In an official statement, the company explains that the data that was leaked included contact details such as first and last names, mailing address, email address and phone number.
According to Ledger, all customers whose data were ventilated have been informed by e-mail. He adds that investigations are underway with the French authorities for cyber security.
He added that the criminals were unable to access the private keys, nor to the financial information. For that reason, the funds of the users would be safe, as the leak had to do with purses cold, or your service Ledger Live.
How has been hacked to Ledger?
Ledger reported that a researcher who participates in your rewards program for reporting errors found the vulnerability last July 14. The company claims to have acted immediately on the problem by closing the gap of the possible leakage of data, after which it launched an internal investigation.
Later, the work of probing revealed that hackers had already exploited the vulnerability, the 25 of June, much before it was detected the problem. It was then when it was determined that an intruder managed to penetrate into the database of the departments of marketing and e-commerce using an API key to seize the data of a million customers.
Ledger adds that it is monitoring if the data stolen by the hackers have been put on sale on the Dark Web, but until now has not found evidence of this. At the same time, asks their customers to be vigilant because there is the possibility that criminals attempt to use the data to steal your bitcoins.
“We recommend that you be careful, always be aware of phishing attempts from scammers, malicious. In a few words, Ledger will never ask for the 24 words of your phrase of recovery. If you receive an e-mail message that appears to come from Ledger asking for the 24 words, you should definitely consider it a phishing attempt”.
Official statement of Ledger.
In may, past users of Ledger also were alerted by a hacker who claimed to have in his possession hundreds of filtered data of the customers of the manufacturer of purses hardware of bitcoin and other companies such as Trezor and Bitso.
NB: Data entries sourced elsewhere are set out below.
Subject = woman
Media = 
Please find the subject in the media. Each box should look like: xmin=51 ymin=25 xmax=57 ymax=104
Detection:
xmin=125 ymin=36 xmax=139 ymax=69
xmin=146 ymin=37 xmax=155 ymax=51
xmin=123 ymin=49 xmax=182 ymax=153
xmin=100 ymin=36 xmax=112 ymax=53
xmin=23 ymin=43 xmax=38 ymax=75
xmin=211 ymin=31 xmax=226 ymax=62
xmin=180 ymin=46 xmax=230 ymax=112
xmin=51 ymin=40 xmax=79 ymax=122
As reported Breaking News at that time, the Twitter account of “Under the Breach”, which deals with the investigation of cyber-crimes, launched an alert by revealing a conversation with a hacker who claimed to have hacked the databases of popular purses hardware as a Ledger.
The hackers were able to penetrate the database of the departments of marketing and e-commerce of the manufacturer of purses bitcoin Ledger. Source: Schluesseldienst/pixabay.com
During this conversation, the hacker demanded that they were offered a sum of money for the data of the users who had in their power, including their names, email addresses, phone numbers and physical addresses. Also said do not have passwords for these accounts. Later Ledger published a detailed report in which it described the attempt of the hacker as a hoax.
Now, once the company confirmed that it was hacked their database, the account “Under the Breach” brought out the alert which had launched in may, mentioning the possibility that the criminals had already sold the data in that opportunity. However, Ledger returned to point out that the research “demonstrated that the alleged violation of the may data was false. It is not related to the leak that we discovered on 14 July.”